Madeleine recipe by Katie of http://cookinginatinykitchen.blogspot.com


1 stick unsalted butter, melted and cooled to room temperature
1/2 cup superfine sugar (granulated sugar processed in coffee grinder/food processor)
1/4 cup powdered sugar
1/2 tsp. pure vanilla extract
a few drops of lemon extract
1/2 tsp. baking powder
2 whole jumbo eggs
1 jumbo egg yolk
pinch salt
1/2 cup cake flour
1/2 cup all-purpose flour

Sift all the dry ingredients together. In a 2nd bowl: whisk eggs and add lemon and vanilla. Once butter is cooled, whisk into the eggs. Gradually blend butter/egg mixture into flour, gently fold in until just mixed. Cover the bowl with saran wrap and refrigerate about 1 hour.
Preheat the oven to 375 degrees.
Melt 1 Tbsp. butter and brush a 12 Madeleine mold, and then flour the mold. Divide the batter evenly among the molds. Bake for 10-12 minutes, or until the cakes are lightly browned on the edges. Gently tap the mold on a table and slide onto a dish towel. Turn over so the pattern is on top.

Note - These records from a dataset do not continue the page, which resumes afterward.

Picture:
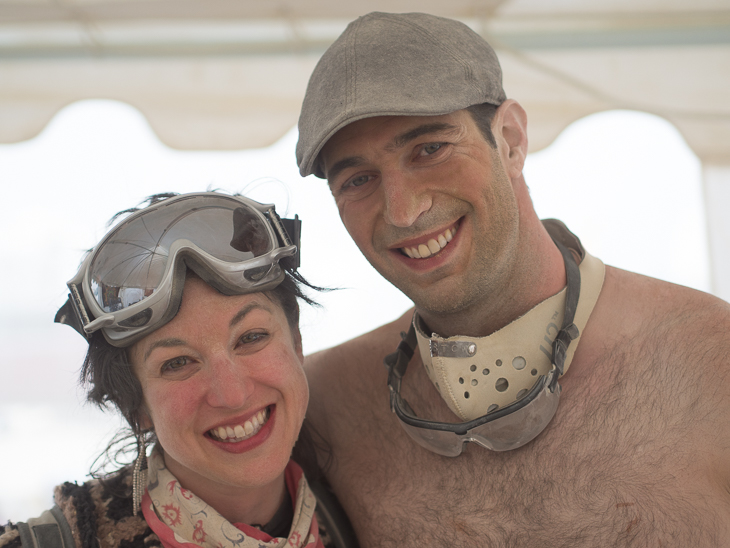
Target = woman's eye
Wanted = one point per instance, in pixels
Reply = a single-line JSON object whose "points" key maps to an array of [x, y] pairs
{"points": [[175, 364], [253, 337]]}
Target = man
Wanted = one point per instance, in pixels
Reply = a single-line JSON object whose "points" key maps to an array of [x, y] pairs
{"points": [[406, 119]]}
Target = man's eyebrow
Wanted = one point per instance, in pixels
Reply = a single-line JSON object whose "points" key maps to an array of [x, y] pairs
{"points": [[397, 142], [163, 343], [404, 138]]}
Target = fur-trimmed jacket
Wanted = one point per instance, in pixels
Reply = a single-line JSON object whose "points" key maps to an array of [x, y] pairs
{"points": [[98, 514]]}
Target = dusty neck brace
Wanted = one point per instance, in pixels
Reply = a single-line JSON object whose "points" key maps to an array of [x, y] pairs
{"points": [[477, 375]]}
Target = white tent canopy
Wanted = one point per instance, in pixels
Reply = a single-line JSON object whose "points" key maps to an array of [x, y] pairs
{"points": [[230, 74]]}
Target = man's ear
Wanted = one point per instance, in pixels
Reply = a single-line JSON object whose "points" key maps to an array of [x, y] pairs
{"points": [[509, 127]]}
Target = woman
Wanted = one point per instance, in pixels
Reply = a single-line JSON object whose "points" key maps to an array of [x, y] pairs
{"points": [[190, 310]]}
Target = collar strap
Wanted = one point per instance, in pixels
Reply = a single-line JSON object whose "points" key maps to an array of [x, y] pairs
{"points": [[459, 367]]}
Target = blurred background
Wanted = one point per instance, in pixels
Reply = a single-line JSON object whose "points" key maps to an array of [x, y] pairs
{"points": [[104, 102]]}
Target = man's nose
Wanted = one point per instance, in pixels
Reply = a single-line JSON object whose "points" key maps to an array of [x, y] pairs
{"points": [[229, 383], [405, 198]]}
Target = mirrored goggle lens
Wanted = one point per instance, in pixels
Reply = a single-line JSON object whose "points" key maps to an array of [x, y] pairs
{"points": [[132, 261], [503, 434]]}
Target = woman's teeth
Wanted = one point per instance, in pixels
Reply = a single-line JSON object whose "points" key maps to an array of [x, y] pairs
{"points": [[431, 247], [240, 432]]}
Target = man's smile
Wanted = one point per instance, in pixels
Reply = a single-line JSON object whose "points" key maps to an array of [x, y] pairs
{"points": [[430, 246]]}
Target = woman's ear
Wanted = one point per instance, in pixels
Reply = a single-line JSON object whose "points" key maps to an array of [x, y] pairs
{"points": [[297, 336], [509, 127]]}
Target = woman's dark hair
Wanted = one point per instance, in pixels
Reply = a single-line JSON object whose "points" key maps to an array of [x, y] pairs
{"points": [[107, 370], [482, 114]]}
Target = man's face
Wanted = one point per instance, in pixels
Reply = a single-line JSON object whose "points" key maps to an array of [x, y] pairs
{"points": [[429, 204]]}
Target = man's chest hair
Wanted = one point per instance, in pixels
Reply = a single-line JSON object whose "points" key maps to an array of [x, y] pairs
{"points": [[622, 463]]}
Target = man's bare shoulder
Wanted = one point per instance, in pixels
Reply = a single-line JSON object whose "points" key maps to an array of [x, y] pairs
{"points": [[347, 378], [632, 306]]}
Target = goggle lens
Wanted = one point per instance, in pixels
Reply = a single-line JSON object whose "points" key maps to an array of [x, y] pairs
{"points": [[132, 261]]}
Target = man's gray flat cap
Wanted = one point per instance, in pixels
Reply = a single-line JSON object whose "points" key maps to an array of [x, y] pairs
{"points": [[390, 64]]}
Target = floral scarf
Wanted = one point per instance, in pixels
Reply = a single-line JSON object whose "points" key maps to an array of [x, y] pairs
{"points": [[174, 514]]}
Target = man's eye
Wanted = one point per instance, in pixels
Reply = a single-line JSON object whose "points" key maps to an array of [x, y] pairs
{"points": [[430, 148], [357, 181]]}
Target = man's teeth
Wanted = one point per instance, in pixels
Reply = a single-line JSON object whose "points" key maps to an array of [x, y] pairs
{"points": [[431, 247], [240, 432]]}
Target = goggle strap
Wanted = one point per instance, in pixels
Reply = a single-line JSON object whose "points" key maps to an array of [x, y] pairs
{"points": [[289, 232], [569, 330], [397, 362], [69, 315]]}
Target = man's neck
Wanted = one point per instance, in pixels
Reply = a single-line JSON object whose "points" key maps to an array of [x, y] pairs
{"points": [[537, 275]]}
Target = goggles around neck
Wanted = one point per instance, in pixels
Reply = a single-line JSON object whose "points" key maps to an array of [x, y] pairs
{"points": [[502, 429], [131, 283]]}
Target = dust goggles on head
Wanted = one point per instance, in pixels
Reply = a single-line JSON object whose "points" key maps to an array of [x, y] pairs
{"points": [[131, 283], [502, 429]]}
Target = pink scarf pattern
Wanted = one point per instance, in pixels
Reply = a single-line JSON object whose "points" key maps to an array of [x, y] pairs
{"points": [[182, 520]]}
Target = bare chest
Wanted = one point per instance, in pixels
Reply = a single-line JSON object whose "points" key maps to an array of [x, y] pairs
{"points": [[620, 465]]}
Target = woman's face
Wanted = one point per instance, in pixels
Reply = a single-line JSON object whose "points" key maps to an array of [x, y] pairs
{"points": [[224, 389]]}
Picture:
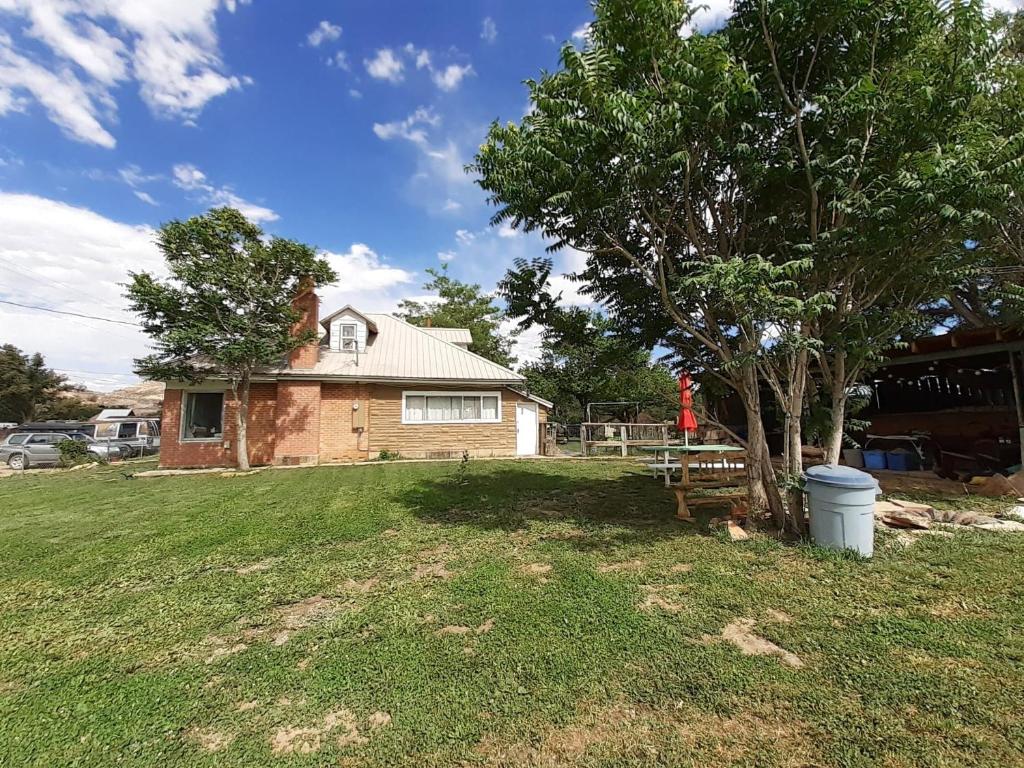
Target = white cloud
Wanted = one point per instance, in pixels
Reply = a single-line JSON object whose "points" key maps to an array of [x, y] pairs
{"points": [[134, 176], [420, 55], [446, 78], [72, 259], [340, 59], [488, 31], [64, 96], [526, 343], [367, 282], [450, 78], [385, 66], [582, 33], [190, 178], [324, 33], [410, 128], [169, 48], [709, 15]]}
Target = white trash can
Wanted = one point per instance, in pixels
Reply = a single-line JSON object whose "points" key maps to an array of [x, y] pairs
{"points": [[841, 502]]}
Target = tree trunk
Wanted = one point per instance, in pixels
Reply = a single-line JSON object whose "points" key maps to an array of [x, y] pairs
{"points": [[834, 445], [241, 422], [760, 473], [795, 439]]}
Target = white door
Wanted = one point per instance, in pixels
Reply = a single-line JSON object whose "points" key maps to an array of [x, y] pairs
{"points": [[525, 428]]}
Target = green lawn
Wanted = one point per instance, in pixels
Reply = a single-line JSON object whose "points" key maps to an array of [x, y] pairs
{"points": [[516, 613]]}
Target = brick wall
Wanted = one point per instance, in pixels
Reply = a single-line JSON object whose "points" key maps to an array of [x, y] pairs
{"points": [[430, 440], [260, 432], [308, 422], [339, 440], [297, 422], [308, 306]]}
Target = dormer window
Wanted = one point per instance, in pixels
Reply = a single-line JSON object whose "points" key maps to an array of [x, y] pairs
{"points": [[348, 338]]}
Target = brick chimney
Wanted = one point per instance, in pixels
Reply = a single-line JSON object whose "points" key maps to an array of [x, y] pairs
{"points": [[307, 304]]}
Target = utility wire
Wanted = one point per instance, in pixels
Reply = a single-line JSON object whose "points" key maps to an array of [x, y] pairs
{"points": [[73, 314]]}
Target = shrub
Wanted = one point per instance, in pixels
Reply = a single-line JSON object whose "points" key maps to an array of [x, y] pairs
{"points": [[73, 452]]}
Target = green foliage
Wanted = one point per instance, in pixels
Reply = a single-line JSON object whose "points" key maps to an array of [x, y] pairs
{"points": [[28, 388], [73, 452], [121, 598], [462, 305], [226, 304]]}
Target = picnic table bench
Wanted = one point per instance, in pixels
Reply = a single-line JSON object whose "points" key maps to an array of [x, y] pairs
{"points": [[710, 475]]}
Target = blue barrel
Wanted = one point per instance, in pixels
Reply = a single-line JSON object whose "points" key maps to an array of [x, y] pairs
{"points": [[841, 501], [875, 460], [901, 461]]}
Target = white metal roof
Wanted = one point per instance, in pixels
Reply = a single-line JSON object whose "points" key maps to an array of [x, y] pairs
{"points": [[115, 413], [452, 335], [404, 352]]}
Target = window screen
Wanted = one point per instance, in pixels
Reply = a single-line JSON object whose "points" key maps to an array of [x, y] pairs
{"points": [[203, 418], [451, 409]]}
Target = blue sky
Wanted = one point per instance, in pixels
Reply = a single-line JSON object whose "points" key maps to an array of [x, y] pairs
{"points": [[342, 124]]}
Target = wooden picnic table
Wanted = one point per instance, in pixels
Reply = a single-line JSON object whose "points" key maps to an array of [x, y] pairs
{"points": [[725, 479]]}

Let cool completely, then lightly dust with powdered sugar.
Optional to lightly glaze with lemon mixture.
Best day of, otherwise they freeze very well. If you do decide to freeze them, hold off on glazing until after thawed. You can take them out about 30 minutes before you are ready to eat them.
There should be a slight bump on the underside of the cakes.